Le jour peine à se lever. La brume s’attarde, emmêlée aux nuages. J’ai parcouru tant de pays mais le seul qui m’attire encore est celui de ma tête. Trop de neurones restent fermés. Je les entrouvre de la pointe d’un crayon. Je me perds sur la route. À tout moment, je me retourne pour voir si j’y suis. Est-ce l’ombre d’un autre ? Je me rejoins un peu plus loin. Je m’agrippe au néant. Je fais l’effort d’avancer. J’entretiens d'un feu brûlant les murs qui m’habitent. Quand la conscience me revient, je marche sur le bas-côté parmi les herbes tendres. Je n’ai aucun souvenir d’être venu ici. Un pic bois me regarde, jouké sur une branche, la huppe de travers comme un coup de pinceau. Le brouillard s’est levé. Le soleil sourit parmi les tournesols. Je ne suis plus qu’un œil fasciné qui absorbe tout.

 

La journée n’a pas encore pris son élan. Elle titube d’heure en heure. Des corbeaux croassent quelque part. Je me surprends à parler seul. Je m’adosse au tronc d’un arbre pour mieux me recueillir. Je me laisse ballotter par le rêve. Des lieux, des évènements, des paysages surgissent dans ma tête. Où êtes-vous mes copains, mes amis, mes frères ? Il y a toujours un mur entre les mots et ce qu’on voudrait dire. Les caresses les plus douces ne peuvent pas s’écrire. Jamais un crayon ne remplacera la main. L’enfant que je fus vit toujours en moi. C’est lui qui court à perdre haleine dans l’herbe des mots, s’écorche les genoux sur une virgule, la voix étranglée d’émotion. Dans la maison du cœur, un oiseau laisse un nid, quelques notes furtives, un duvet d’espérance. La terre donne ce qu’elle reçoit. Chaque bourgeon se gonfle de la tension des feuilles. Même l’ombre se charge d’une énergie solaire. Les trembles faseillent. Les abeilles bourdonnent. Les oiseaux chantent. Leurs ailes dansent dans mes phrases avec de l’encre et du pollen. La vie s’affirme dans les arbres et la poussière de l’eau, soit par la sève ou le plancton, la chlorophylle ou le limon, l’odeur de l’iode ou celle du fruit. J’avance entre les arbres. D’invisibles regards accompagnent les bruits. Chaque vérité recèle son secret. La faim a fait le pain, la fatigue le rêve. La fleur se purifie par sa complexité. La source s’agrandit des terres qui la boivent.

 

Allant vers l’intérieur, je cherche qui nous sommes. Je m’étends sur le sol. Le visage plongé dans les odeurs de l’herbe, je laisse la terre monter vers moi. Une même sève anime le fouillis des racines, les bras tendus des branches, le frémissement des feuilles.
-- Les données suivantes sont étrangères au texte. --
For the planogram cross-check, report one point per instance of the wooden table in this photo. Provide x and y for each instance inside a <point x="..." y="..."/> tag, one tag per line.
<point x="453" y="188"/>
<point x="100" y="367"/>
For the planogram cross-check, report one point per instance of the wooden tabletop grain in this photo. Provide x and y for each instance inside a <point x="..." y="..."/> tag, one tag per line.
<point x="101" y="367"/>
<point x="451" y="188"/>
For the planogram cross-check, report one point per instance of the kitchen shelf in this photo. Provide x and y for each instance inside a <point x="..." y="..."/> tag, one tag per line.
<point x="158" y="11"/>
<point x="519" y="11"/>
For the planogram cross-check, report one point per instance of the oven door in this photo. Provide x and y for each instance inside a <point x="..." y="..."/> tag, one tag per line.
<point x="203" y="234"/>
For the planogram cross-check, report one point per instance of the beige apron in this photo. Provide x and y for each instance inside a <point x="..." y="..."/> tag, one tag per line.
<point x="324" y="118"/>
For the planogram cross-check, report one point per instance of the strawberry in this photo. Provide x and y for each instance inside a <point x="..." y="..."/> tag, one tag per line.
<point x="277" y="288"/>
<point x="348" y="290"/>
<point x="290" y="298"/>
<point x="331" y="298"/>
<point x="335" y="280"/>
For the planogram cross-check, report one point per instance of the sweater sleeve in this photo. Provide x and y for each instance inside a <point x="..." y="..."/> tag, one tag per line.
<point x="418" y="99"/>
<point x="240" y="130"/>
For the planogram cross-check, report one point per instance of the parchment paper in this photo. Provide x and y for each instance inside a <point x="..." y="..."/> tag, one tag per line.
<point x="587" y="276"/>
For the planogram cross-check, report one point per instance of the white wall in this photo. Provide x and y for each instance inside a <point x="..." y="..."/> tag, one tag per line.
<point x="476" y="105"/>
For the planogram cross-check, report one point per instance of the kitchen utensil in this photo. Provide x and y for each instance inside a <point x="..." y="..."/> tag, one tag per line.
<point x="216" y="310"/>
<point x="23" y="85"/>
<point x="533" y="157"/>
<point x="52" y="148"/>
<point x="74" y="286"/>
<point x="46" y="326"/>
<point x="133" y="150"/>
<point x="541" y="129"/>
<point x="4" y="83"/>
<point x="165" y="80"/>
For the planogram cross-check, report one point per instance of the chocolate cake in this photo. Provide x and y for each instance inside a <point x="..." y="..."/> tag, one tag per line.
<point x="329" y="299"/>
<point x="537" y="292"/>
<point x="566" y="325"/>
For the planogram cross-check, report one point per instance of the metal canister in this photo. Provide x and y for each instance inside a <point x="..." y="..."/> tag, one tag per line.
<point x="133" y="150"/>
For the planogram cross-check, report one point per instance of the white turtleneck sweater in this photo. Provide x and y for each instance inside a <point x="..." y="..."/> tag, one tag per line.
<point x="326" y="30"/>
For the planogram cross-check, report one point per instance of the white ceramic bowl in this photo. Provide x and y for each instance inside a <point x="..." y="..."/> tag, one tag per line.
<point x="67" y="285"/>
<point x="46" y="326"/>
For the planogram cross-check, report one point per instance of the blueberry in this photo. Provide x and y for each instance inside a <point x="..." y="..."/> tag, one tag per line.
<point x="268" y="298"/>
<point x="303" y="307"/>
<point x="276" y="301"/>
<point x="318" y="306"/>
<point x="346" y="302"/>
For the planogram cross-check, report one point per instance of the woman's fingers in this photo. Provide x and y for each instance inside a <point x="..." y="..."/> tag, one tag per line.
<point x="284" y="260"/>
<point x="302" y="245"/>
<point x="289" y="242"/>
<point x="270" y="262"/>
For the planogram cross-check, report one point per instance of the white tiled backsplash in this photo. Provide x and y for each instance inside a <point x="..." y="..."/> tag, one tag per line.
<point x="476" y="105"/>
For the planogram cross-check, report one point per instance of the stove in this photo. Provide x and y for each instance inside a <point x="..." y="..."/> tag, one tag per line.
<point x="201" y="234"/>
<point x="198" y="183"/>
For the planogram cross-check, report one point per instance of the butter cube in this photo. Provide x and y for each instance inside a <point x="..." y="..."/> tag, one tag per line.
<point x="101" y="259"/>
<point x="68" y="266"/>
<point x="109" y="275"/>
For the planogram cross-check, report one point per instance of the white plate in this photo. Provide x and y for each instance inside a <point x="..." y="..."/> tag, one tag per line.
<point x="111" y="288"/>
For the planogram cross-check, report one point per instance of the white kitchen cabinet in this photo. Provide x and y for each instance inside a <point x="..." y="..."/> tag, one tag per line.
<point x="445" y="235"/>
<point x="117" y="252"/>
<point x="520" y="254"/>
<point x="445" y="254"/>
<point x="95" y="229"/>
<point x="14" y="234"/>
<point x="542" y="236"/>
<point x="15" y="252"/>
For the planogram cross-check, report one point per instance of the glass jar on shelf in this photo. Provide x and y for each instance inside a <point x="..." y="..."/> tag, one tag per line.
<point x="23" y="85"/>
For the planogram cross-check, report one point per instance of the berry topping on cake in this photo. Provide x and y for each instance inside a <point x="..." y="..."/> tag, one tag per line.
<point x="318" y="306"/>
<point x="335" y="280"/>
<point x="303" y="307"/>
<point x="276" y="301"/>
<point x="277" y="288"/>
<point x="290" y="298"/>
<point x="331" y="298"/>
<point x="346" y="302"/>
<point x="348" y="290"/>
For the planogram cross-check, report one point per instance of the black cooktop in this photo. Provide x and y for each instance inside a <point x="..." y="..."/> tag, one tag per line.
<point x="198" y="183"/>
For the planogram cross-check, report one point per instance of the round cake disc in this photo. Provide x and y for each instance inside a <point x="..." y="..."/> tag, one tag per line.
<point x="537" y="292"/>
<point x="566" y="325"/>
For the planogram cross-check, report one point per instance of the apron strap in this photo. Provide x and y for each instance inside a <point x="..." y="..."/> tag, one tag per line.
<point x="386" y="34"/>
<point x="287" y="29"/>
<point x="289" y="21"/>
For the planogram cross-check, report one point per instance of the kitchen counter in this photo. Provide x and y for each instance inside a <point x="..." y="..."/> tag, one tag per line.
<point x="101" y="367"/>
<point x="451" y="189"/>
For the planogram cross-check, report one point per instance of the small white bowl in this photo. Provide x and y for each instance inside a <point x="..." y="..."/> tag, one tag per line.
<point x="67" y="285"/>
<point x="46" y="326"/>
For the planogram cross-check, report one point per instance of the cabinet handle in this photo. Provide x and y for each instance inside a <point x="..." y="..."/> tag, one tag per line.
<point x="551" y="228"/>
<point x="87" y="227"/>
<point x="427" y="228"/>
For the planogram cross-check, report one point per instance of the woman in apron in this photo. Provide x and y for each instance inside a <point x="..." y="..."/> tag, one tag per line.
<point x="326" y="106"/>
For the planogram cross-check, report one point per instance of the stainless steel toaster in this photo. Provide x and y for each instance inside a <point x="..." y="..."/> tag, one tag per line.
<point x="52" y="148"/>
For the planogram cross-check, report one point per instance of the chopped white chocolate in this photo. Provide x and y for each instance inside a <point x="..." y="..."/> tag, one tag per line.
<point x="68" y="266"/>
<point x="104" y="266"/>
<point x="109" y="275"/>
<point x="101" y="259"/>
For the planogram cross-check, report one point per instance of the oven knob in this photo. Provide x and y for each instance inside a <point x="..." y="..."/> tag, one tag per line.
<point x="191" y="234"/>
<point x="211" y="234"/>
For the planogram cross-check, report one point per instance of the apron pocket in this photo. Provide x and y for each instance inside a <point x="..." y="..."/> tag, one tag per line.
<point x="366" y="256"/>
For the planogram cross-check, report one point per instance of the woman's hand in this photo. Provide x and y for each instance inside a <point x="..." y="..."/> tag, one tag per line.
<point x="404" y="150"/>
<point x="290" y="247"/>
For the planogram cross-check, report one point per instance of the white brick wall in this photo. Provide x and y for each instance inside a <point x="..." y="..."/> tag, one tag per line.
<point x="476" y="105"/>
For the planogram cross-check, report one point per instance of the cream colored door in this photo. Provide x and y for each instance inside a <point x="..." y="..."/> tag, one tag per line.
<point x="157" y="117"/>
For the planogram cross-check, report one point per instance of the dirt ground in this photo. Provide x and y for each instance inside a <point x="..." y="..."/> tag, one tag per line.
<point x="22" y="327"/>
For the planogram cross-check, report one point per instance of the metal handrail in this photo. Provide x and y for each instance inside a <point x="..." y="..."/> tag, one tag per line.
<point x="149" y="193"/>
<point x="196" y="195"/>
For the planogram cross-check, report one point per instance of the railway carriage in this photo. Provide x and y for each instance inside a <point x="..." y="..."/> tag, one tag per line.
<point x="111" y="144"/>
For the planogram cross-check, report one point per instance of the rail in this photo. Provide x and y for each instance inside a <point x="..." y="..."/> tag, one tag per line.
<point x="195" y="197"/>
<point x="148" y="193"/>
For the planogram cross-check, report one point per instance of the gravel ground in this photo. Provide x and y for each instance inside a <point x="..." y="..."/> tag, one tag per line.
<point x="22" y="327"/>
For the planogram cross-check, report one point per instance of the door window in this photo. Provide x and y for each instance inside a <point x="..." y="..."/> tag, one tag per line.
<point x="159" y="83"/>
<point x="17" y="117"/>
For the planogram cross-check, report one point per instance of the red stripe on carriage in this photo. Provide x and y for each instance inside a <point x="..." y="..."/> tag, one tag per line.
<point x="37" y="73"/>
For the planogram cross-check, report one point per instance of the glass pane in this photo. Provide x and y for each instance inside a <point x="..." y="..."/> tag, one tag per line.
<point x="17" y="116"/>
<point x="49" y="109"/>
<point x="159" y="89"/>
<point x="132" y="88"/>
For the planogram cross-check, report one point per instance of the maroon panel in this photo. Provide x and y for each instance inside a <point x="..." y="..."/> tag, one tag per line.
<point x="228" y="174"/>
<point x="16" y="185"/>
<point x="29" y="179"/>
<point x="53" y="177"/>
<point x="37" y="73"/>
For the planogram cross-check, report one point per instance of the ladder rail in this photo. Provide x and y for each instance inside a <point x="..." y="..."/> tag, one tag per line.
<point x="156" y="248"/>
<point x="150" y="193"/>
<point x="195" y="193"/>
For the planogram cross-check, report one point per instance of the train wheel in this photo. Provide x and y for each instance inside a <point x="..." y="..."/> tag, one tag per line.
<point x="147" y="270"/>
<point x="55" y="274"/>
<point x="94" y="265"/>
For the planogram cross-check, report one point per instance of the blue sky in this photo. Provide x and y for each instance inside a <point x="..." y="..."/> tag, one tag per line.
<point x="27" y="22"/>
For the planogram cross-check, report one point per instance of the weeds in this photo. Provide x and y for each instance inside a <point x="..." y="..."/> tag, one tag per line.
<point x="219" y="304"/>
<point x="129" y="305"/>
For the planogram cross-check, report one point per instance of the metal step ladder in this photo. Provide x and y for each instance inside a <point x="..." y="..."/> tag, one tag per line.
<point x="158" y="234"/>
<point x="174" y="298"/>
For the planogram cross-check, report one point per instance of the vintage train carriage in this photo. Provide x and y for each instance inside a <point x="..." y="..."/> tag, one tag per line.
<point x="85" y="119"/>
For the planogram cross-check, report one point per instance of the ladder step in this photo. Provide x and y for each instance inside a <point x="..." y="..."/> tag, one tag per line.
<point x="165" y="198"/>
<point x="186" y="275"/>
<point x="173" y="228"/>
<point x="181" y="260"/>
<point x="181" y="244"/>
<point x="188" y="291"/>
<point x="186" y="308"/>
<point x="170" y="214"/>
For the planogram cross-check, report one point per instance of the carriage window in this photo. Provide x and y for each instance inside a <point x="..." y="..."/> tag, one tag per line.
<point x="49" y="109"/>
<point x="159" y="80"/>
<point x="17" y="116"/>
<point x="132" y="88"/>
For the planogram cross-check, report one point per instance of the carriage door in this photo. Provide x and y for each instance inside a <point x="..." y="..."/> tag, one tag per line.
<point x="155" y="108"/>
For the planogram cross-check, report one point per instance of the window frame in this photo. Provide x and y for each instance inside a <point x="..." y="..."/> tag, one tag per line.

La pluie pose un baiser sur les lèvres du vent et le soleil caresse les hanches des collines. Dans la grande nuit des hommes, seuls les mots d’amour apportent la lumière et font grandir la flamme. Il y a longtemps déjà que l’on peint sur la pierre. Depuis le fond des âges, des bêtes millénaires témoignent pour la vie sur les parois rocheuses. Les images et les mots laissent entrevoir l’âme. Une énergie circule de l’insecte à la pierre, de la chair à l’étoile. Je demeure en attente de tout ce qui peut sourdre, toutes ces présences, ces voix, ces rumeurs, ces rythmes. Chaque pas sur le chemin doit conduire à la source. Je porte en moi tous ceux que j’aime. Ils me revitalisent et m’indiquent la voie.